Representative examples of mineral pigments include titanium
dioxide, optionally surface-treated, zirconium oxide, zinc oxide,
cerium oxide, iron oxides, chromium oxides, manganese violet,
ultramarine blue, chromium hydrate, and ferric blue. Representative
examples of organic pigments include carbon black, pigments of D
& C type, and lakes based on cochineal carmine, barium,
strontium, calcium, and aluminum.
[0086] If present, the pigments may be present in the composition
in a concentration ranging up to 50% by weight of the total weight
of the composition, such as from 0.5% to 40%, and further such as
from 2% to 30%. In the case of certain products, the pigments,
including nacreous pigments, may, for example, represent up to 50%
by weight of the composition.
Additional Additives
[0087] The compositions of the present invention can also comprise
any additive usually used in the field under consideration.

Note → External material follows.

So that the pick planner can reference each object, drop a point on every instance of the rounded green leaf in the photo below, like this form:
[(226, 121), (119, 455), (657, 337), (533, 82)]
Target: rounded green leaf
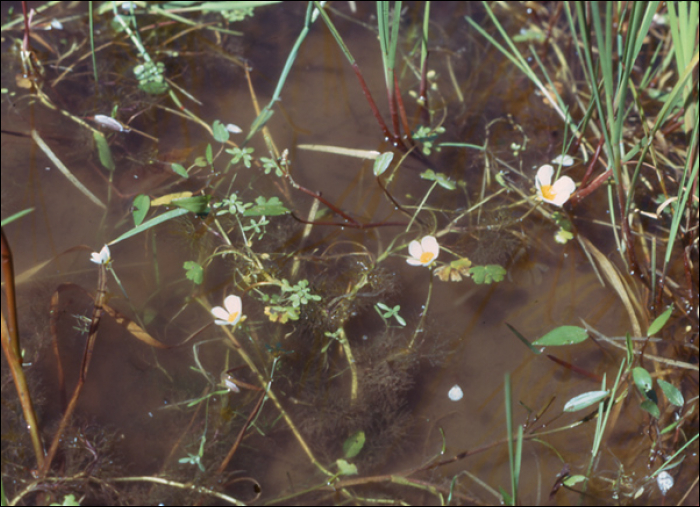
[(642, 379), (650, 407), (564, 335), (179, 170), (219, 131), (142, 203)]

For
example, non-encapsulated pigments, film forming agents,
dispersants, antioxidants, essential oils, preserving agents,
fragrances, liposoluble polymers that are dispersible in the
medium, fillers, neutralizing agents, silicone elastomers, cosmetic
and dermatological oil-soluble active agents such as, for example,
emollients, moisturizers, vitamins, anti-wrinkle agents, essential
fatty acids, sunscreens, and mixtures thereof can be added. A
non-exhaustive listing of such ingredients can be found in U.S.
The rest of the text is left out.